Better than aerial maps
We use road maps to navigate the city streets. But aerial maps won’t be sufficient to map the skies. Roads may remain static for years - even centuries - but the terrain that is the sky changes from moment to moment.
Dr. Adkins explains: “One of the challenges with urban areas is that each city is so different, so it’s hard to make generalisations. But if we can identify problematic areas, then we can investigate those more and identify areas of concern.”
Rather than create a map of every single city around the world, teams like that from Embry-Riddle Aeronautical University hope to create fluid dynamic models of air flow in one specific area. By creating a model of a limited and relatively static area, the formula can be checked and rechecked against various real world conditions before being extrapolated into other cities around the globe. “That will tell us two things,” says Dr.

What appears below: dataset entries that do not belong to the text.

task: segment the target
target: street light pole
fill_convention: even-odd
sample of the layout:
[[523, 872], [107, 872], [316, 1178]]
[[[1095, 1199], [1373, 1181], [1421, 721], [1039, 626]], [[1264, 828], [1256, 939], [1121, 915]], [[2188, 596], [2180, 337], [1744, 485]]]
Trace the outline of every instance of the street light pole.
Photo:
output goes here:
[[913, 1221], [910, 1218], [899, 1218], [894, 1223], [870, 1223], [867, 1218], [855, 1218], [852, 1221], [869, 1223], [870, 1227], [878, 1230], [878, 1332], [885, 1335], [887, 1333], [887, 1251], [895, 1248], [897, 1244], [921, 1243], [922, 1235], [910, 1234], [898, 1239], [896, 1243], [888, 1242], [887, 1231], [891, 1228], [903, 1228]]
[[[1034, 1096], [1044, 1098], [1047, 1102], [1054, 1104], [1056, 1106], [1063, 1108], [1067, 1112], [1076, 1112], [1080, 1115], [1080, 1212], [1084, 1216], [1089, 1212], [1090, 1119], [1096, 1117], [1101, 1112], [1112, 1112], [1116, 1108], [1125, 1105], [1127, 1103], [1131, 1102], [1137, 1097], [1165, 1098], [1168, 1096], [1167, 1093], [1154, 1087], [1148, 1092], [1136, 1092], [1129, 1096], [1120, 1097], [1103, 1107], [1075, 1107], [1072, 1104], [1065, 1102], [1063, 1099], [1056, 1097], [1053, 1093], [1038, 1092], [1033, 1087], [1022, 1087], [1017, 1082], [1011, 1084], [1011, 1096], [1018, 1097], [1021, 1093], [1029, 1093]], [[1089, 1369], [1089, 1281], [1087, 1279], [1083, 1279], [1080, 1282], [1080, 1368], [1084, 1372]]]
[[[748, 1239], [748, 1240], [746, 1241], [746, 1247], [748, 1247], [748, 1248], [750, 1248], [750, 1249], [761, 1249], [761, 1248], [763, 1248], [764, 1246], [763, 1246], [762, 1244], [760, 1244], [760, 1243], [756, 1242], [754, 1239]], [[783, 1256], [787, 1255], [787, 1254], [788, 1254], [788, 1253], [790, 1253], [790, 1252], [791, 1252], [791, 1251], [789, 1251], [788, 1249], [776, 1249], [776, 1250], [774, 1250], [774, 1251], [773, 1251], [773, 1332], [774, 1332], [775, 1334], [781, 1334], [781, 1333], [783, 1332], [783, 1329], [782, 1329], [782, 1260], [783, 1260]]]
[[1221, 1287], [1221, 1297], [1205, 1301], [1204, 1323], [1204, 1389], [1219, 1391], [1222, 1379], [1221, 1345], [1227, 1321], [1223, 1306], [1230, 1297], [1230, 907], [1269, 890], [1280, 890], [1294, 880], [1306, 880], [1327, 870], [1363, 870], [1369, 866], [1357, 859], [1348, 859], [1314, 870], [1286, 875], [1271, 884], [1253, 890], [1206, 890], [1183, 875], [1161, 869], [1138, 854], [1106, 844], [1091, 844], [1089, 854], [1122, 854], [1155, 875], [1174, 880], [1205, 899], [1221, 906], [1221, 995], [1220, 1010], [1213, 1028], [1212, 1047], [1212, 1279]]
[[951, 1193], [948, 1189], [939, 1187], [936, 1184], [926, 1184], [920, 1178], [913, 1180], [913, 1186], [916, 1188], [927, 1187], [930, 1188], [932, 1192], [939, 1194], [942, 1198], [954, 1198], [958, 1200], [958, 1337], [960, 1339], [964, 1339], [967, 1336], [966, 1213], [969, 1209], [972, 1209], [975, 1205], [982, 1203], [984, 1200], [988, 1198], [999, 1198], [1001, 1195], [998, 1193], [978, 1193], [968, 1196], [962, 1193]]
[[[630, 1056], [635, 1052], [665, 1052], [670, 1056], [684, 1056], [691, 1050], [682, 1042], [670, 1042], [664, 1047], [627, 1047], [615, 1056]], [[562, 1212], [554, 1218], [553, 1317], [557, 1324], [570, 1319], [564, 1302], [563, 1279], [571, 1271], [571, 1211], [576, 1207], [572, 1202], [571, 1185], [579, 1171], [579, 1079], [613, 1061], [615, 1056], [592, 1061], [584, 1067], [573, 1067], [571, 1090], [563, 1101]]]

Adkins. “It will tell us how well the model is working and it will help us create better modeling schemes.”
Dr. Adkins continues: “We can take models of different types of cities with different footprints - because of course you can’t observe every single city and its intricacies, but we can make better models.”
“This was the first field campaign of what we hope will be many to come,” says Dr. Adkins. “Now we’re more confident with Pix4Dmapper and the workflow, we want to get up higher, get into more challenging spaces, and see where the science leads.”